27 de março de 2020 | 12:00

Daniel Trugillo Martins Fontes é Licenciado em Física pelo IFUSP e ao longo da graduação foi bolsista durante 2 anos do PIBID, esse foi seu primeiro contato sério com o planejamento e aplicação de propostas ensino de física. Agora na pós-graduação seu interesse de pesquisa está relacionado com o ensino de eletromagnetismo a partir de uma perspectiva do ensino desenvolvimental. Atualmente faz parte do grupo de pesquisa ECCo (Educação em Ciências e Complexidades) e também compõe o Grupo de Divulgação Científica ViaSaber. Como hobby escreve na rede Skoob resenhas de livros sobre filosofia, educação, ciência e outros assuntos que sempre regam as conversas de bar 🙂

Através dos séculos de perplexidades e reflexões, chegamos a compreender alguns dos mistérios do tempo, mas muitos outros ainda permanecem. O tempo está entre os conceitos mais familiares e menos compreendidos que a humanidade possui. Alguns dizem que ele voa, que ele é dinheiro, alguns tentam ganhá-lo, outros ficam irritados quando o perdem. Em um encontro no elevador, dizem que o tempo está feio. Para o maestro, o violonista tocou a nota fora do tempo. Para o gramático, o tempo se combina, e o futuro do presente e o pretérito imperfeito ganham forma. Na hora H, o boxeador é salvo pelo gongo, e o conceito de tempo se constrói e se humaniza nas mais diversas atividades sociais. Na literatura, o tempo já foi uma breve história – mesmo assim, Stephen Hawking precisou de mais de 250 páginas. Nos cinemas, vimos os tempos modernos de Charlie Chaplin chegarem aos tempos da brilhantina e ambos, agora, são tempos ultrapassados. Para milhões de americanos, semanalmente, há uma nova Time, com notícias atualizadas no tempo. Para o apressado, instantes são horas, enquanto que para um casal apaixonado horas são instantes.

Para o apaixonado pela ciência, Gaston Bachelard (1884-1962), filósofo francês, o que há sentido é o tempo como instante. Para ele, o instante é uma realidade entre dois vazios, “o instante é a única realidade do tempo” segundo a tese de doutorado Concepções de estudantes acerca do conceito de tempo: uma análise à luz da epistemologia de Gaston Bachelard de André Ferrer Pinto Martins, orientado por Jesuina Pacca.

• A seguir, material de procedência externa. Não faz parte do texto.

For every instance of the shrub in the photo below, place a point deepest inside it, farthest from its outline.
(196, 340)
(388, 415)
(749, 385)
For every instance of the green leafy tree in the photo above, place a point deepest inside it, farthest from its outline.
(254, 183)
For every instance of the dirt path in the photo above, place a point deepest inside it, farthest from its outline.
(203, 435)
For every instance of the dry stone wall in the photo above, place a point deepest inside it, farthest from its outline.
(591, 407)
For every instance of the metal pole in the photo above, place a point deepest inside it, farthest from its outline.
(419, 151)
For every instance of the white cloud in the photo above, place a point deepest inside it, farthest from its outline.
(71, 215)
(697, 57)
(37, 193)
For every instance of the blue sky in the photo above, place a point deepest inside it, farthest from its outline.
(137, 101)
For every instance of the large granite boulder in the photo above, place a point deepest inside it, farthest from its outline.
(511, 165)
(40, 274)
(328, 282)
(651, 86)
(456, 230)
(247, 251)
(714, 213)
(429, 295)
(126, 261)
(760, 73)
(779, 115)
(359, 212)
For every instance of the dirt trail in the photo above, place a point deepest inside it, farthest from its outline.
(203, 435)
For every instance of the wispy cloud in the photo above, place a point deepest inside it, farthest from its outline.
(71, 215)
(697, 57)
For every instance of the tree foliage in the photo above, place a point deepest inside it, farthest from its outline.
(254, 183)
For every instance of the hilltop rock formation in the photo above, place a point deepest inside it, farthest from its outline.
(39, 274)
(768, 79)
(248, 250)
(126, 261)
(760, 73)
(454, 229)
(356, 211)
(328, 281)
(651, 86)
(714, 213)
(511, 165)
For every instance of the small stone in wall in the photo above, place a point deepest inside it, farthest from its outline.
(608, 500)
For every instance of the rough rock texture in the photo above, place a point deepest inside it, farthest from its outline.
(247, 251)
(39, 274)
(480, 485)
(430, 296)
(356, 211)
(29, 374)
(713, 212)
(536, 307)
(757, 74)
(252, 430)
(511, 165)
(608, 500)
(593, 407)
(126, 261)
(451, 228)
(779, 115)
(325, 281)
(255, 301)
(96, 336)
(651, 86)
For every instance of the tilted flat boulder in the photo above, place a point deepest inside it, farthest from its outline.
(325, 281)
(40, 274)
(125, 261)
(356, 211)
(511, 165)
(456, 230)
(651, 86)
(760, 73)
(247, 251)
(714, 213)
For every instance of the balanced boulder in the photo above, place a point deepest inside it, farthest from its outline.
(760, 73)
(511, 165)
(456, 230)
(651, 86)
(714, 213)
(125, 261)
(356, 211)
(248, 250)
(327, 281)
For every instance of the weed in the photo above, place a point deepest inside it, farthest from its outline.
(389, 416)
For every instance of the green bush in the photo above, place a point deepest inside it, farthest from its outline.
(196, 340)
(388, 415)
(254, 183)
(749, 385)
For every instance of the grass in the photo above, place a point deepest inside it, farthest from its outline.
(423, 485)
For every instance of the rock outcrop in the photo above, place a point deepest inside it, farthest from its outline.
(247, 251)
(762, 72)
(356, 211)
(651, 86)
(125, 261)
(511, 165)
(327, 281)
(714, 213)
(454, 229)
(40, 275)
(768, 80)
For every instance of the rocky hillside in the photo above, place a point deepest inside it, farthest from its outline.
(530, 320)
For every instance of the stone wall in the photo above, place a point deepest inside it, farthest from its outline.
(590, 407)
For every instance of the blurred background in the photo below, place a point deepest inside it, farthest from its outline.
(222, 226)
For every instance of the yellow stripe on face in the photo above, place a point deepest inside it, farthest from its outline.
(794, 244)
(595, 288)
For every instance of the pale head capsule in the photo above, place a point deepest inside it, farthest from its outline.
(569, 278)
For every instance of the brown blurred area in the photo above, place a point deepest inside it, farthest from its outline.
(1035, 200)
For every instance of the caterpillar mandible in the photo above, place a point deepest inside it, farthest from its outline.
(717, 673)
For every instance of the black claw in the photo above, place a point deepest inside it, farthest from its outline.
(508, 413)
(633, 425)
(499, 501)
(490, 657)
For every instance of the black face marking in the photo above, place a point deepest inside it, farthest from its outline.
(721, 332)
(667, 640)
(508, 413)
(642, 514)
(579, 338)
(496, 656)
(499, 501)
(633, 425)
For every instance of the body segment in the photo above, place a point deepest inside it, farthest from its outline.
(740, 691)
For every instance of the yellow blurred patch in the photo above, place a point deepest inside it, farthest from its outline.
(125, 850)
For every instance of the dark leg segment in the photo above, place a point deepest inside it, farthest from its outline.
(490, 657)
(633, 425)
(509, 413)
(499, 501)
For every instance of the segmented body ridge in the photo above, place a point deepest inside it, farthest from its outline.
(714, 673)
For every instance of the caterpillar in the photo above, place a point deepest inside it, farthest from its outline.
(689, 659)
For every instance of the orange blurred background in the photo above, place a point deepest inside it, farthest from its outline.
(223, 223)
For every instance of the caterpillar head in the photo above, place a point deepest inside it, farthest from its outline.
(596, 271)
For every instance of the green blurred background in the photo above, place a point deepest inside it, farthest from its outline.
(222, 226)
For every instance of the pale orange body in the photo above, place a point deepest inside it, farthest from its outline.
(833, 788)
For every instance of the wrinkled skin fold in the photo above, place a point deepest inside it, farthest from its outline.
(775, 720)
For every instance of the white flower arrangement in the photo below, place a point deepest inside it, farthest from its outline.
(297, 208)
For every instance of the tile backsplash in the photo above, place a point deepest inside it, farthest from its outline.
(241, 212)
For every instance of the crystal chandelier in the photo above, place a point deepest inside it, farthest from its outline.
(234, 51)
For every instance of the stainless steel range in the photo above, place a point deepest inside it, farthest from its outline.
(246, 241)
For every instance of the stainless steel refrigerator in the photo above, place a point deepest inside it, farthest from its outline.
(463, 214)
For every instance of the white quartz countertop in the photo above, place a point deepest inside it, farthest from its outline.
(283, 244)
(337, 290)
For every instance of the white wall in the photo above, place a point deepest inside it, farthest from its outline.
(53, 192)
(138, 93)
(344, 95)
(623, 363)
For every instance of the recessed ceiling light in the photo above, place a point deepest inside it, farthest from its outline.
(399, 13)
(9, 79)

Martins enfrentou um trabalho dos tempos de Homero. Não apenas pelo seu caráter grandioso – o estudo da concepção do conceito de tempo – mas também pelo período histórico. O autor nos mostra como desde a Antiguidade o debate sobre o tempo era atual. Ao passar por Platão (427-347 a.C.), Aristóteles (384-322 a.C.) e Plotino (204-270) o entendimento do tempo passou de uma criação divina para três diferentes concepções “o presente atual, que na verdade já pertence ao passado, o presente do passado, que se chama memória, e o presente do futuro, apenas imaginado por nossa esperança ou nosso medo”.

Esse era só o começo do entendimento do tempo físico. O pesquisador nos mostra como esse conceito se complexificou conforme modificava a compreensão humana acerca da natureza, sedimentando o nascimento da ciência moderna. Galileu Galilei (1564-1642) “expressa a ideia de um tempo contínuo, com infinitos instantes”, enquantoque para Isaac Newton (1642-1727) o tempo era absoluto, no qual “‘flui’ por ‘direito próprio’, desvinculado de qualquer outra coisa” mas ainda vinculado a uma concepção divina. Para Gottfried Leibniz (1646-1716) o tempo era relativo, isto é, dependente dos fenômenos. Esse seria “a ‘ordem sucessiva das coisas’ que nos dá a noção de tempo”. A discussão avança – no tempo – e ainda passaria por muitos outros filósofos e físicos como Ernst Mach (1838-1916), Henri Bergson (1859-1942), Gaston Bachelard e Albert Einstein (1879-1955).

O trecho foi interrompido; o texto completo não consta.